Juxtapositioning

words are foreplay for the soul

Archive for the ‘Love’ Category

July 14th, 2011 by me

Soulmate

He is cringing already at the title, I just know it, but it is far too late — the word has been said, not once but many times and not just in jest but in the deeper truth that lies beneath the fear. Soulmate.

Not only have I never used this term with anyone in my long and not-so-illustrious relationship history, but I use it now with such certainty, such abandon, such restfulness that I can safely breathe past the wild pounding of my heart that tells me I am walking in uncharted territory. Soulmate.

Not only am I his soulmate but he is mine.

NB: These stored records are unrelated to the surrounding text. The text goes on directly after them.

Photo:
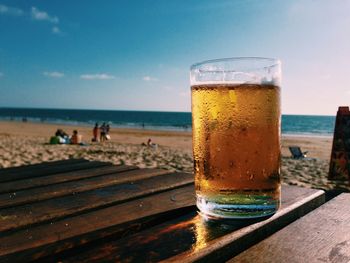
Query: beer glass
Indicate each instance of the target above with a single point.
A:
(236, 120)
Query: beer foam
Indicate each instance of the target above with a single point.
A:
(199, 77)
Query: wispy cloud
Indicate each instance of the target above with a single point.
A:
(56, 30)
(43, 16)
(13, 11)
(185, 94)
(148, 78)
(53, 74)
(102, 76)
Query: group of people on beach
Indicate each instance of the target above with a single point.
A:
(104, 133)
(61, 137)
(100, 134)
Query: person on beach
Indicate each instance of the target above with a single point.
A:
(108, 137)
(151, 144)
(103, 130)
(76, 138)
(60, 137)
(95, 133)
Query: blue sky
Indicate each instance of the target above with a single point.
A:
(135, 55)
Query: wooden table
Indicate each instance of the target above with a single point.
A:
(75, 210)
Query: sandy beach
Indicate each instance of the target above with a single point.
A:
(27, 143)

(Does that go without saying? Are there such things as unrequited soulmates? Is there anything more sad than that?) Read the rest of this entry »

June 28th, 2011 by me

Partner

Once there was a girl who learned not to trust. She was hurt by things — big scary dogs, loud people, being left in strange places that didn’t smell like home, people who tricked and lied — and learned to go deep inside. She thought that deep within, she could stay safe. The girl built walls and thought they would protect her, thick tall strong walls.

What she built instead was an entire world that wasn’t safe. An uncertain world lay beyond her walls. Staying small and deeply hidden, she forgot about her magical powers caught outside the walls she built. The girl felt so alone. She believed she would always be that alone, always need to stay small and deeply hidden.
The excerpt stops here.